On the way back to Bentonville, detour to Belle Vista. You'll wander down a lush wooded path to find the Mildred B. Cooper Memorial Chapel, another seminal work of Jones's, which earned him the American Institute of Architecture's highest award, the AIA Gold Medal, in 1990. Like Thorncrown, Cooper Chapel was influenced by the Prairie School of Architecture popularized by Jones's mentor, Frank Lloyd Wright. Don't miss the wooded trail that circles the chapel, for a 360-degree view of the space, a symphony of birdsong, and the luxury of quiet reflection.

It's a spectacular amount of history in a couple of days, and it's all there for the taking.
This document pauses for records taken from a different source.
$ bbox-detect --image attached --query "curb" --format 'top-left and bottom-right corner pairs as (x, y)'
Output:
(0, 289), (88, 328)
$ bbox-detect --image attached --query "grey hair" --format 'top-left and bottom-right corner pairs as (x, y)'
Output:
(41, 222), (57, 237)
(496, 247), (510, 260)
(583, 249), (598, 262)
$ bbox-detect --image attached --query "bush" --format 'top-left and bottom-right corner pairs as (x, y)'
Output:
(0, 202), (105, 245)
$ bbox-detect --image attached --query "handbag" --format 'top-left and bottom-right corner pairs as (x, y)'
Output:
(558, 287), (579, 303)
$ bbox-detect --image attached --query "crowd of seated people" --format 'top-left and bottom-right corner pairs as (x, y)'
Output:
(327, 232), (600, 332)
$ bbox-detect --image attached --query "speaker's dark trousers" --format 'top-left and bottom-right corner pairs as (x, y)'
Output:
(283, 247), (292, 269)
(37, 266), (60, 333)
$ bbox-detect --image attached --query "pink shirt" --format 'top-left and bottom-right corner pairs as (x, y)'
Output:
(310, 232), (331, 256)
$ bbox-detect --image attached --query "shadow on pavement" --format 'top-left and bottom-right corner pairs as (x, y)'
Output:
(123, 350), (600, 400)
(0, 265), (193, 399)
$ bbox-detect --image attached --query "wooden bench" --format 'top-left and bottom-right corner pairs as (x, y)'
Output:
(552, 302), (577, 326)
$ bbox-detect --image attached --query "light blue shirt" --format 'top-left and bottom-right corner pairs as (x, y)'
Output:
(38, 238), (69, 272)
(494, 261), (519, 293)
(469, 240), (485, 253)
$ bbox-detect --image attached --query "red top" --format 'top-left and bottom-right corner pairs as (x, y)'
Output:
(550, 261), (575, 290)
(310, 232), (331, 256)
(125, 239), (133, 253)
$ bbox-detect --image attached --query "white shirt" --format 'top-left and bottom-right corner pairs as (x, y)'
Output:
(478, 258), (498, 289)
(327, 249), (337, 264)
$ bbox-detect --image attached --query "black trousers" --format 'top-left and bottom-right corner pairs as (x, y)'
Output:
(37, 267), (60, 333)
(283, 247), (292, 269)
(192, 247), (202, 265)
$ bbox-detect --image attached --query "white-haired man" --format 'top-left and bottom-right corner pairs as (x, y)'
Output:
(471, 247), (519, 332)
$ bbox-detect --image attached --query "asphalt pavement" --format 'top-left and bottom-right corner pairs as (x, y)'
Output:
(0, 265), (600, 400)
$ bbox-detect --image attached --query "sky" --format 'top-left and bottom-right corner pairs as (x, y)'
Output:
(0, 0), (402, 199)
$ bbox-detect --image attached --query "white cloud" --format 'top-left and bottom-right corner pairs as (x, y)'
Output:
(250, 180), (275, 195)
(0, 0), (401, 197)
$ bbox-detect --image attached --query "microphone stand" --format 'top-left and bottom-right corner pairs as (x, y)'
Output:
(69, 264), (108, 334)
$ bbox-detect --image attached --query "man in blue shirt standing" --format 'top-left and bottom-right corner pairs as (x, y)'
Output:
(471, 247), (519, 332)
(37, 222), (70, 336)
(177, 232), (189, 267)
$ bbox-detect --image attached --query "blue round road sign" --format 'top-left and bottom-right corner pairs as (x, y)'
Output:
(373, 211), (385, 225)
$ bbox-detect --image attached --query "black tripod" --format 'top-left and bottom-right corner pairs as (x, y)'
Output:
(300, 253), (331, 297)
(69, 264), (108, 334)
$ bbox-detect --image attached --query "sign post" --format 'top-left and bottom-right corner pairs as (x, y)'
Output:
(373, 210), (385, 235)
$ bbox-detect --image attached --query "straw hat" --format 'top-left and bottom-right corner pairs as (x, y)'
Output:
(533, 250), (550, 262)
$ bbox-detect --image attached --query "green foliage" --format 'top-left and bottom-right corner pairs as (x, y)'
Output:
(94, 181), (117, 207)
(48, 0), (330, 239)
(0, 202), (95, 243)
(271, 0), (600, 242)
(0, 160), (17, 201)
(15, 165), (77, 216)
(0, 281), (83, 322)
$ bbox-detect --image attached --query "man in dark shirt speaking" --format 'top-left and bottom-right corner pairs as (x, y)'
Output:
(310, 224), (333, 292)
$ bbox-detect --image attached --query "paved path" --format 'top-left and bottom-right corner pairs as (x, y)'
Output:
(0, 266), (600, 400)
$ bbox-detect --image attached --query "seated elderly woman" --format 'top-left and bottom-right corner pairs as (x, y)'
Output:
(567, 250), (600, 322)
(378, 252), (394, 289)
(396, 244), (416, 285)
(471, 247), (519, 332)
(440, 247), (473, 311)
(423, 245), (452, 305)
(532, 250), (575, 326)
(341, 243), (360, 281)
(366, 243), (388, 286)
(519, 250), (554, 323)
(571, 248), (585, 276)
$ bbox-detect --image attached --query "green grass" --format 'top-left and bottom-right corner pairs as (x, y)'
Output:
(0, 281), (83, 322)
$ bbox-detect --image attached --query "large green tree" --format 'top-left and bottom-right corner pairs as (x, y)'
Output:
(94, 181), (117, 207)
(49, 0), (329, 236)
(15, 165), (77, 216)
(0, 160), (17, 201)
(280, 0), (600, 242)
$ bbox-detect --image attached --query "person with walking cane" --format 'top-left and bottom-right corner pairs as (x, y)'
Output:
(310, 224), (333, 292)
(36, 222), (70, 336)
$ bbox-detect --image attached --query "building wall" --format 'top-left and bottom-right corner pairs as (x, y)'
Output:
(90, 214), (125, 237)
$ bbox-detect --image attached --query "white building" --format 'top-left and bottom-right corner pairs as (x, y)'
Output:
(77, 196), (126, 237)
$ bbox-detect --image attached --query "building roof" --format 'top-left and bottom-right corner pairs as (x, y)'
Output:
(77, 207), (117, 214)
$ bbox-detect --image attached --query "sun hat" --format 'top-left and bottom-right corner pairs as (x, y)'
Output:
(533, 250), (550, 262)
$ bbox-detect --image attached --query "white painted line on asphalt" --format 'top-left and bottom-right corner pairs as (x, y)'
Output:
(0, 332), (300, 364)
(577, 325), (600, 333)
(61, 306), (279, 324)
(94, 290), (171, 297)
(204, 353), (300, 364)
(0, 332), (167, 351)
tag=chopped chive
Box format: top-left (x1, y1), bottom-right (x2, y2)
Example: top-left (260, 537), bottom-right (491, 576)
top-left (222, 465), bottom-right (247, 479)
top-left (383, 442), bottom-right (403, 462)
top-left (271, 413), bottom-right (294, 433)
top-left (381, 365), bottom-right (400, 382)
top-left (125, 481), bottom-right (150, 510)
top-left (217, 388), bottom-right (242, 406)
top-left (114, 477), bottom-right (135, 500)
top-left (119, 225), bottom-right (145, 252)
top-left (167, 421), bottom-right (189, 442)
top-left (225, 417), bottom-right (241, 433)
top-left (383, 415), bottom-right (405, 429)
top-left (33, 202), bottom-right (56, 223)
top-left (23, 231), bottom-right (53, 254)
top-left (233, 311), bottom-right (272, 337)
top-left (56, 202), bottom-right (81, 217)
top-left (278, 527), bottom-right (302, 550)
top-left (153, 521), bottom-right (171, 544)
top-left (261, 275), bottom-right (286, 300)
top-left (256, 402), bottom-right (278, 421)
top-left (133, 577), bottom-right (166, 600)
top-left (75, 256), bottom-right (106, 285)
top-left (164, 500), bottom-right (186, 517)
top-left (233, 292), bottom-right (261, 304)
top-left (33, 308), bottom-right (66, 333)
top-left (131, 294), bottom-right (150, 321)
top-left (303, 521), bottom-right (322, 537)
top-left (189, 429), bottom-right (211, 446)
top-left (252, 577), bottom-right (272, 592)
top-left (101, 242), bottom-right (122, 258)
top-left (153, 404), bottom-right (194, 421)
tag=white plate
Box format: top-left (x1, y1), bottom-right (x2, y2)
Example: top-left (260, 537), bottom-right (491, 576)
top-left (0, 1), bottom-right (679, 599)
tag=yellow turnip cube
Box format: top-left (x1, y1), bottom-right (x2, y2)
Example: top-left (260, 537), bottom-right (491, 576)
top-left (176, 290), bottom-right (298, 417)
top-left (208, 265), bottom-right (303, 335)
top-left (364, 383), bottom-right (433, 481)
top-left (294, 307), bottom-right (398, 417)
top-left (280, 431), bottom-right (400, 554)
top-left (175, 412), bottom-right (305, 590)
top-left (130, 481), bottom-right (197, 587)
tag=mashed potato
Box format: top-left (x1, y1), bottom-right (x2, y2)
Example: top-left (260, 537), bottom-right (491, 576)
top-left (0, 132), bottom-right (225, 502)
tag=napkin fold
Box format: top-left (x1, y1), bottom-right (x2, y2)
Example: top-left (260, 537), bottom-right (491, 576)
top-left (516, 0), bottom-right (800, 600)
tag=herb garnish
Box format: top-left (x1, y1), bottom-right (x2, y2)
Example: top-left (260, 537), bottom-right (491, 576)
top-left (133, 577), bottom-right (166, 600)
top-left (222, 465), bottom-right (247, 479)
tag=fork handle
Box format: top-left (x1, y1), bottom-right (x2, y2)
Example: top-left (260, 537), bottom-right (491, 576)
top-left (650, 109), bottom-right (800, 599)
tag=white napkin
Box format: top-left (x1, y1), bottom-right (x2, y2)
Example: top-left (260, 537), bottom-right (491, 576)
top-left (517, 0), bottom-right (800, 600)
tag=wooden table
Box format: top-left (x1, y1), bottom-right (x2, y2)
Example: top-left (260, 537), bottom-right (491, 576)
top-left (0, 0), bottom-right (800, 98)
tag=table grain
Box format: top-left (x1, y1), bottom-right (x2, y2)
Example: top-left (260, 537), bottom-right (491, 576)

As the light starts to fade, chances are you'll be ready to head back to the Hive for a cocktail and a comfy spot to reflect on inspired architecture and the uniquely American spirit of the place.


If You Go

  • Crystal Bridges Museum of American Art
  • 600 Museum Way, Bentonville, AR 72712 | (479) 418 5700
  • Upcoming exhibitions include State of the Art: Discovering American Art Now (September 13, 2014 - January 19, 2015) and John James Audubon and the Artist as Naturalist (September 27, 2014 - January 5, 2015)
  • 21c Museum Hotel Bentonville
  • (479) 286 6500, rooms from $199/night, see website for October weekend packages
  • The hotels new exhibition, Dis-semblance: Projecting and Perceiving Identity, examines the evolution of portraiture as a platform for capturing the fractured identities we exchange in our now intertwined analog and digital lives.
  • The Hive
  • (479) 286 6575
  • An array of bourbon and rye cocktails (and pimento cheese with bacon jam and toasted white bread on the bar menu) and refined, Arkansas-inspired fare in a stylish dining room.
  • Tusk & Trotter
  • 110 SE A St. | (479) 268 4494
  • The giant charcuterie and cheese board can make a meal; other hearty items like smoked catfish and trout chowder, or pork and beans (pork belly confit with collard green slaw, corn casserole, white beans, and smoked ham hock) make perfect autumn comfort fare.
  • Crepes Paulette
  • 213 NE A St. | (479) 250 1110
  • Start with La Jardin (fresh baby spinach, mozzarella, pesto, egg) and finish with Violet Beauregarde (fresh blueberries and fresh whipped cream wrapped in a sweet crepe).
  • Big Rub Urban BBQ
  • 213 NE A St. | (479) 372 3802
  • A local favorite for hearty fare like the Jordan Sandwich (barbecued brisket, mozzarella, blue cheese, and bacon on a ciabatta roll).
  • Phat Tire Bike Shop
  • 125 W Central Ave. | (479) 715 6170
  • Bike rentals by the day, including helmets.
  • Thorncrown Chapel
  • 12968 U.S. 62, Eureka Springs
  • See website for hours, closed Saturdays in November.
  • Mildred Cooper Chapel
  • 504 Memorial Dr., Bella Vista | (479) 855 6598
  • It's a popular spot for weddings, so call to verify hours, especially on weekends.
  • Eureka Springs
  • A funky, quaint Victorian town in the Ozark Mountains, packed with over 30 art galleries. See artofeurekasprings.com for gallery events and news. For lunch, grab a seat by the window at Local Flavor Cafe (71 S. Main St., Eureka Springs) for fresh salads, sandwiches, and a long wine list.